Abstract

There has been a lively debate concerning the impact of contingent top-down control settings on the occurrence of stimulus-driven attentional capture. To date, however, most studies have focused on the manipulation of just a single feature. Here, a variant of the response priming task was utilized in which multiple features as opposed to just a single feature were varied. Two types of features were defined: the response feature(s) (i.e., those features that are used to prepare the correct response) and the selection feature(s) (i.e., those features that help to separate the target against the distractor). The response feature was manipulated for the target as well as for the distractor. For a certain experimental block, the selection feature in the distractor was either fixed (not helpful for the separation of the target) or varied (helpful for the separation of the target).
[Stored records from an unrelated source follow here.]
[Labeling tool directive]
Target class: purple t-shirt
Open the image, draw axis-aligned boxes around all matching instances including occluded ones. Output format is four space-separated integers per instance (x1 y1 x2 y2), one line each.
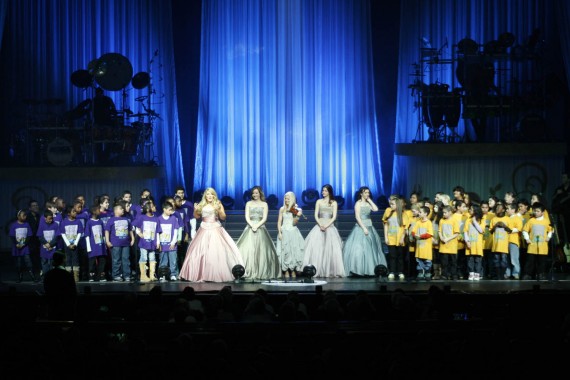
99 210 113 226
135 215 161 251
158 214 180 252
75 210 89 249
85 219 107 257
105 216 132 247
176 199 194 232
10 221 32 256
59 218 83 245
36 219 59 259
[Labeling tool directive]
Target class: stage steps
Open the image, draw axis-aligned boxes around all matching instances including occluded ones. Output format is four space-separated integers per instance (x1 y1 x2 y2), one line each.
215 210 384 241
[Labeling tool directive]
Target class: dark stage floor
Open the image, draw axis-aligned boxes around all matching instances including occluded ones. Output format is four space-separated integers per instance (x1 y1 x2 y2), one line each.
0 273 570 294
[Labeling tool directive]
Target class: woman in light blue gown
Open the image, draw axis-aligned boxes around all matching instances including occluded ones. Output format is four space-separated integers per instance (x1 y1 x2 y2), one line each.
343 186 387 276
303 184 345 278
236 186 281 280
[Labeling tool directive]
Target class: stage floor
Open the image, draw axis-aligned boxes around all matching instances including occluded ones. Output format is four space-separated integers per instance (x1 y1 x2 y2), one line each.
4 273 570 295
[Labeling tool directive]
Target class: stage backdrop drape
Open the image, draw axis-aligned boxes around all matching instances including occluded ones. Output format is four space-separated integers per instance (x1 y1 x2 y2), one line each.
0 0 184 196
194 0 383 207
392 0 567 196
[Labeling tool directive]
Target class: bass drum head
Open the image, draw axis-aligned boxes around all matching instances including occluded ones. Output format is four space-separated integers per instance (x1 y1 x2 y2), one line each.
46 137 73 166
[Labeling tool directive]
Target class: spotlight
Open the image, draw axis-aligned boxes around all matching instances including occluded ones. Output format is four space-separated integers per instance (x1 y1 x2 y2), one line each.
374 264 388 281
232 264 245 282
303 264 317 283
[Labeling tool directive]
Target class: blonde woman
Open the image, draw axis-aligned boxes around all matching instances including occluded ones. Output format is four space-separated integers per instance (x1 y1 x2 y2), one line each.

Because of this manipulation of the task environment (Experiment 1-3), differences in the size of the compatibility effect (i.e., the difference between compatible and incompatible trials) were observed for perceptually identical distractor-target sequences. In a task environment with varying selection features, a distractor that shared the selection feature with the top-down sets gave rise to larger compatibility effects than exactly the same distractor presented in a task environment where the selection feature was kept constant. However, participants must have explicit knowledge about the variance of the selection feature to implement the selection feature into their top-down sets. A model based on contingent capture was postulated to explain our results because of the feature-overlap between the distractor and the participants' top-down sets.